The adrenaline high that came from springing into immediate action began to fizzle and he slumped in his chair. Throughout his life he’d learned to ride out the highs and sudden crashes. During his using days, the highs were mostly smothered, wrestled into submission by the potency of pain meds. Wasn’t that what he had craved, though? The lack of highs and lows. Just a steady numbness so he didn’t have to think about his screw-ups.
“Holy cow,” Jillian said. “You are good at what you do.”
He propped his elbows on the table and leaned in. “This used to be my life 24/7. Always a crisis, always a diplomatic situation, always problem solving. For years I loved it.”
“And then you didn’t?”
He shrugged. “I got tired. It’s hard to keep that pace going and still be good at the job.”
“You probably didn’t realize that Superman sometimes needs rest too.”
“Ha-ha.”
“I’m right, though.”
He spun his phone on the table. “I guess. When I started to break down, the drugs took away that feeling of failure.”
“I don’t think you’ve ever failed at anything. You may not have gotten it right, but at least you stepped up.”
“That’s one viewpoint.” One that he should probably think more about.
Later.
When he wasn’t dwelling on the idea that he was thirty-six
years old and just learning how to accept failure.
Chapter Sixteen
Lynx opened his eyes and spotted a hint of morning light squeaking through the edge of the window blind. The sun wasn’t up yet, but daylight had broken. Jillian’s hand rested against his back and he willed himself not to move. To just enjoy the easy warmth of a woman’s—this woman’s—hand on his back.
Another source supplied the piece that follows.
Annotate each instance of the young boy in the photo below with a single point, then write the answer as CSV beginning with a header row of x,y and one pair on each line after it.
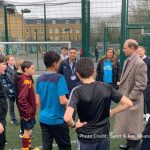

After a year without it, he realized how much he’d missed the comfort, the familiarity of waking up with someone next to him.
After the taming of the international incident, he’d convinced Jillian to come to his place so they’d both get decent sleep. Bottom line, she wasn’t safe in her home. If she’d refused, he would have stayed with her, but he wouldn’t have slept. Not with all the dangerous possibilities butchering his mind.
Jillian sighed and he had to move, if only to see her face when she slept. Slowly, he rolled and there she was, her short hair jabbing in all directions and her features softened from sleep. Damn, she was cute in the morning.
Would she get mad if he nudged her awake the old-fashioned way? His mind said possibly, but his body was extremely willing to risk her wrath.
His doorbell rang and any illicit thoughts disappeared. Could a guy not get a break?
He sat up and glanced at the clock. 6:05 a.m. Hell.
“What’s wrong?” Jillian asked in her froggy morning voice.
Too cute. “Someone’s at the door.”
He threw on shorts and a T-shirt and made his way to the door. Better be fucking important. Ready to rip someone a new one, he checked the peep and found a guy wearing a centuries-old Yankees sweatshirt. The guy assumed someone was on the other side of the door, flipped up a badge and held it to the peephole.
Hello, Mr. DEA agent.
Lynx opened the door and took in the guy’s appearance. Late thirties, short dark hair, and a pair of ripped Chuck Taylors on his feet. This guy was DEA? Lynx resisted another look at the guy’s attire. Nothing short of astonishing for a federal agent. Could be undercover.
“Jack Lynx?” The man’s voice had a nasal quality to it. Like he had a cold that had lasted ten years. Odd.